Dans la tourmente, c'est sans doute l'animateur Robert Gillet qui aura le plus écopé. Lynché sur la place publique, l'imprudent communicateur regrette sans doute aujourd'hui ses nombreuses sorties hors d'ondes – mais devant public – concernant sa sexualité pour le moins débridée. Car même s'il se voit, lors de son procès, lavé de tout soupçon, son image et son nom seront salis à jamais. J'entends déjà les blagues monstrueuses dont il sera l'objet, aussitôt l'horreur du drame minimisée par l'inexorable travail du temps.

Une triste conséquence – en cas de verdict positif – qui aura amené plusieurs de mes collègues devenus momentanément vertueux à se questionner sur les règles d'éthique de la plupart des médias qui n'ont pas hésité à dévoiler le nom de l'animateur, faisant fi de la présomption d'innocence dans un cas où, de surcroît, aucune accusation n'avait jusqu'alors été émise.

Les médias sont-ils trop vites sur la gâchette?

Je ne crois pas.
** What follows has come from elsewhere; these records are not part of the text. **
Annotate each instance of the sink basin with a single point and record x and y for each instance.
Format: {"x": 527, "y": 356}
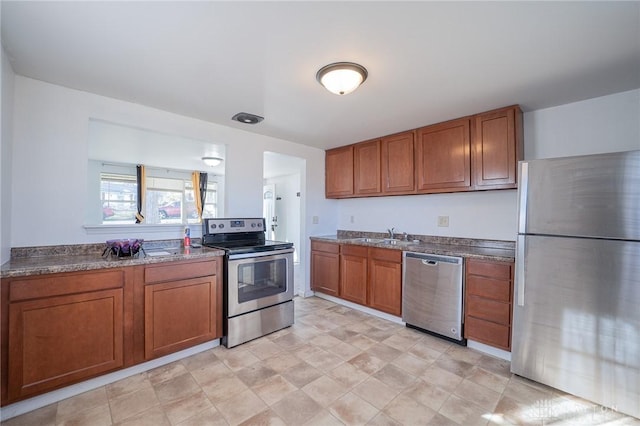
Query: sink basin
{"x": 390, "y": 241}
{"x": 370, "y": 240}
{"x": 394, "y": 241}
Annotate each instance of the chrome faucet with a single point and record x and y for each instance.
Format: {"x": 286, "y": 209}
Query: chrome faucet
{"x": 391, "y": 232}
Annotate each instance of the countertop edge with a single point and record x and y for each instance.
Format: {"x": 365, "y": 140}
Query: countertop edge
{"x": 475, "y": 252}
{"x": 11, "y": 271}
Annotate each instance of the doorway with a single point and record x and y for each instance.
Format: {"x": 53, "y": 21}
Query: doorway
{"x": 282, "y": 202}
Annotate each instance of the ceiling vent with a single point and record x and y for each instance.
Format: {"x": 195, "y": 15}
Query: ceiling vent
{"x": 246, "y": 118}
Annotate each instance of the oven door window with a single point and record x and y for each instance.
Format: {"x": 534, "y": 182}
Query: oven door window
{"x": 261, "y": 279}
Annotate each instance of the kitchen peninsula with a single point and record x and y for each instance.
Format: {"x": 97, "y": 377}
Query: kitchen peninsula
{"x": 69, "y": 314}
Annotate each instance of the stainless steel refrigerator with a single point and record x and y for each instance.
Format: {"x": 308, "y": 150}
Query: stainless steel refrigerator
{"x": 577, "y": 285}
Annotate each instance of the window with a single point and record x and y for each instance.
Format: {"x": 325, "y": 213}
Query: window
{"x": 169, "y": 198}
{"x": 118, "y": 198}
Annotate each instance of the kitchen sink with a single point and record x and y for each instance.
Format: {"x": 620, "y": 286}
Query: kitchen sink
{"x": 395, "y": 242}
{"x": 370, "y": 240}
{"x": 389, "y": 241}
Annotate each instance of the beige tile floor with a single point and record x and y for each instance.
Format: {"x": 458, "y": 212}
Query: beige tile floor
{"x": 335, "y": 366}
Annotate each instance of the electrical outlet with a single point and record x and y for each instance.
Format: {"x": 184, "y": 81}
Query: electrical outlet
{"x": 443, "y": 221}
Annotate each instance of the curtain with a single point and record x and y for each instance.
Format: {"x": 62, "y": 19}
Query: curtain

Vous n'êtes pas de mon avis? Alors, expliquez-moi pourquoi Robert Gillet devrait subir un traitement différent des autres citoyens soupçonnés d'actes crapuleux. Ne les attend-on pas, eux aussi, caméra à l'épaule et micro à la main, à leur arrivée au palais de justice ou au poste de police? La présomption d'innocence a-t-elle plus de validité pour une vedette que pour un Beauceron consanguin soupçonné de délit de fuite grave?

Gillet est un excellent communicateur, un gars éminemment sympathique avec lequel j'ai eu le loisir de travailler, boire un verre et discuter à de nombreuses reprises. Un homme respecté dans sa profession et dans l'oeil du public. Devrait-il pour autant jouir d'un statut particulier?

Si son ennemi juré, le bourru moustachu André Arthur, faisait face à de telles accusations, quelqu'un se serait-il préoccupé de questions d'éthique? Et pour reprendre un exemple patent que me rappelait un ami: s'étant gargarisée une soirée durant à la vodka servie par l'Hôtel de glace, Michèle Richard avait refusé de passer le test d'ivressomètre lorsqu' on l'avait arraisonnée sur la route de Duchesnay. Quelqu'un a-t-il crié au manquement à l'éthique parce qu'on avait placardé le visage de la chanteuse sur la première page des journaux? Nein!

Alors pendant que des gamines traumatisées à vie témoignent en secret des horreurs qui les hanteront trop longtemps, nous nous interrogeons, entre deux morceaux de tourtière et un verre de gros rouge, sur l'avenir de Robert et de ses amis.

Et si le jugement de plusieurs se révèle impitoyable, d'autres les prennent en pitié. Ce qui donne du poids à une affirmation entendue dans un party des Fêtes. Une idée qui m'apparaissait d'abord comme farfelue, mais qui, à bien y penser, prend énormément de sens dans notre société à la morale élastique: peu importe s'il est trouvé coupable ou non, Robert Gillet est devenu une icône médiatique, et son public, dans un élan maternel, pourrait très bien, malgré le lugubre des crimes qui lui sont reprochés, lui pardonner comme on pardonne à l'enfant prodigue. Le malheur, c'est que plus j'y réfléchis, plus j'y crois.

À tous ceux qui pataugent dans les problèmes d'éthique et de morale, je vous laisse sur celui-là, beaucoup plus vaste et d'autant plus inquiétant.